Матс долго-долго слушает эту музыку. Наконец его терпение истощается. Он вдруг пошевелится, не так чтобы очень резко, а так — словно пытаясь сделать резкое движение, и отзывается с печки:

— И не надоест тебе наконец ворчать! Не устала еще языком молоть? Он у тебя днем и ночью работает, точно крупорушка. Человеку, может, хочется над чем-нибудь поразмыслить, а ему не дают и не дают — все время эта болтовня. Что ты жалуешься? Делай свою работу, а я — свою, тогда и будут, как говорится в Священном писании, «все домашние дела в порядке».

— Да ведь ты-то ничего не делаешь! Кабы ты хоть чуть пошевелился, как рыба жабрами, я бы тебе и слова не сказала, а то, господи боже мой, лежит человек плашмя на печи! Да как у тебя кости не заболят? Я кручусь уже с двух-трех часов, спать не могу, хотя подо мной шуба на мягком меху. А тебе все равно, подостлано что под тобой или нет, только тебе и дела, что из трубки тянуть. Глаза уже от нее щиплет. Не знаю, какой леший велит себе сосать эту трубку? И не горько у тебя во рту от нее? Что она, эта трубка, живот тебе набивает или жажду утоляет! Знай только тянешь да тянешь.

Старуха прислушалась. Старик — ни звука.

— Уже дрыхнет! Точно ему ночь коротка. Старуха ждет еще несколько минут, авось старик ответит что-нибудь, но нет, напрасно. Да и может ли Матс тратить свое драгоценное время на то, чтобы постоянно отвечать на болтовню старухи? Кто этого ожидает от Матса, тот глубоко ошибается. Матс не тратит зря ни минутки.

— Так ты, значит, и не думаешь слезть с печки и пойти по воду? Сам же пообещал, а теперь — хоть бы что! А я жду, жду, уже пора и котелок с супом ставить. Горох крепкий, точно гвозди, когда-то еще разварится, чтобы был тебе по зубам…

Делай что хочешь, а Матс как в рот воды набрал. Старуха быстро вертит колесо прялки, жужжание которой сливается с мурлыканьем желтоглазой кошки, мирно дремлющей на ее коленях.

— Ничего с него не возьмешь, иди сама — и все тут. Скорее от мертвеца тепла дождешься, чем от него воды, — ворчит старуха, останавливая прялку и подымаясь.

А разве она этого раньше не знала? Мало ли она его гоняла и стыдила? Ох, уже целые двадцать шесть лет! И всегда с одним и тем же результатом: приходится делать самой. Но она все же пытается погнать своего старика на работу, будет гнать его до самой смерти и каждый раз со всем будет справляться сама.

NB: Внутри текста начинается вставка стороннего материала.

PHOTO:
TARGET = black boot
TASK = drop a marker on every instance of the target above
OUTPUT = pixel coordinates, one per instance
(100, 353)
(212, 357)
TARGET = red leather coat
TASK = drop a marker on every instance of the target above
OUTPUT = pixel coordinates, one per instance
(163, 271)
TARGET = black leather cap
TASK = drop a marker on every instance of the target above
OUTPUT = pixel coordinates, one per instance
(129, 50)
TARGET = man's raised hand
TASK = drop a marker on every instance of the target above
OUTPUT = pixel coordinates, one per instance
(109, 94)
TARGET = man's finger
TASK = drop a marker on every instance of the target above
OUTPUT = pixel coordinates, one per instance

— Дай мне обуть твои сапоги, в них лучше ходить по снегу, ноги не промокнут, — говорит она наконец.

— Возьми, — охотно отзывается старик, услышав, что старуха собирается идти сама.

— Где они у тебя?

— На ногах, — тотчас отвечает старик.

— Да как же я их достану, если они у тебя на ногах? Стяни и брось вниз!

Куда там, дожидайся. Какая нужда старику стягивать их с ног?

Старуха превосходно понимает это, но все же стоит и ждет, — разумеется, понапрасну.

— Лень даже сапоги с ног стащить, эх, бить тебя некому! — ворчит старуха и лезет наверх по лесенке.

Но вы, может быть, думаете, что она сердится? Ничуть. Все это для нее настолько привычно, что о какой-либо досаде не может быть и речи.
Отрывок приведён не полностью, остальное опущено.